Google Collaborated With A Notable Researcher To Discuss The Attitudes That Different Age Groups Hold Towards Online Misinformation

Google partnered up with a researcher from MediaWise to gauge how people establish trust across the unruly beast that is the internet.

Alex Mahadevan is more than just a mere researcher: the man is currently MediaWise’s director, which puts him in a prime position to take apart and discuss our current online behaviors and predilections. MediaWise, which is a further off-shoot of the Poynter Institute journalistic school, is a non-profit organization that aims to spread as much awareness about online safety as possible. The organization’s work caters to age groups of all sorts because no one is unexposed to the internet nowadays. Online corners of the world in turn have molded themselves to provide as much damage and harm as possible to say, individual groups. The likes of cyberbullies, literal pedophiles, scammers, phishers, and all other sorts of cybercriminals major or minor (in both stature and criminal status) have managed to populate the online world. It’s important to not only keep a safe eye out but to effectively report and out such instances of illicit or dangerous behavior. MediaWise and groups like it fight the good fight by raising awareness in the form of lectures, campaigns, and the provision of online resources.

At any rate, Google’s work with Mahadevan is mostly derived from research that the man himself conducted with YouGov over online attitudes towards trust and its defined parameters. As Mahadevan himself stresses in his interview with the tech giant, misinformation spreads across the internet like an especially contagious and long-lasting virus (that I’m sure no real-life examples exist of). The YouGov study, which was a survey conducted amongst a whopping 8,500 individuals across all age groups, attempted to map out how different backgrounds respond to similar online situations.

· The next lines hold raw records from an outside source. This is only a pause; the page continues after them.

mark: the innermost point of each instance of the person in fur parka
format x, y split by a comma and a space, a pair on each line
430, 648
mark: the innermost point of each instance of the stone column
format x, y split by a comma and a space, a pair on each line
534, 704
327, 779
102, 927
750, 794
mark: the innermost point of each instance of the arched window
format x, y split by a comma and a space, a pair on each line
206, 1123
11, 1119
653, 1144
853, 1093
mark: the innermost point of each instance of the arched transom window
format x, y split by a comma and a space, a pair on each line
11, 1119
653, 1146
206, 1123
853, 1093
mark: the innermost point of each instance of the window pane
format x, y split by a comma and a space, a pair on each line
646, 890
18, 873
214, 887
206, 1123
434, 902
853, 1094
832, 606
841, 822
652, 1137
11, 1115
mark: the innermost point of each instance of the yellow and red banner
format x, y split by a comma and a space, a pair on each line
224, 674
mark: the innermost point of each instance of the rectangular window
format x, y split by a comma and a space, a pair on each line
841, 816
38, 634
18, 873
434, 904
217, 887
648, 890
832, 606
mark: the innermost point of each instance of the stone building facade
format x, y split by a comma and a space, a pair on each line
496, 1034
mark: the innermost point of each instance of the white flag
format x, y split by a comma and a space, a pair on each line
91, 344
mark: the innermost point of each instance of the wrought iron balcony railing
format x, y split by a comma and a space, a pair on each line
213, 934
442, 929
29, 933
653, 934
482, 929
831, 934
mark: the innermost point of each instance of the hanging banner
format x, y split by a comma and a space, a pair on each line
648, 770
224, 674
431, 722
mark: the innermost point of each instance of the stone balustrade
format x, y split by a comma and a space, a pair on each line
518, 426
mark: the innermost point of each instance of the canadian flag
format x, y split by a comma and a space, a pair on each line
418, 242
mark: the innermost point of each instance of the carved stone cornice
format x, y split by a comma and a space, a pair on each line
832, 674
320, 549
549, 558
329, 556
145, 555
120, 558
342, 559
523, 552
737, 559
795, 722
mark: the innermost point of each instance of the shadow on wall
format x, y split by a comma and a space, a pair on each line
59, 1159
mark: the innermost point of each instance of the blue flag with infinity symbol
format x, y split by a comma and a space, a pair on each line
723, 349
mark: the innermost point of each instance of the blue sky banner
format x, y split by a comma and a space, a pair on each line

The research’s geographical borders were ultimately limited to respondents from the USA, Brazil, the UK, Germany, India, Nepal, and Japan. The results ultimately stated that a worrying 62% of the population encountered misinformation on a near-daily basis. Roughly 50% of the population from ages 18 to 57 shared the concern that such information could impact their relatives adversely. The research also helps identify that ultimately gen X, millennials, and gen Z are much more confident in their ability to identify misinformation than either baby boomers or the silent generation. Then again, the latter two have had much more limited exposure to online life.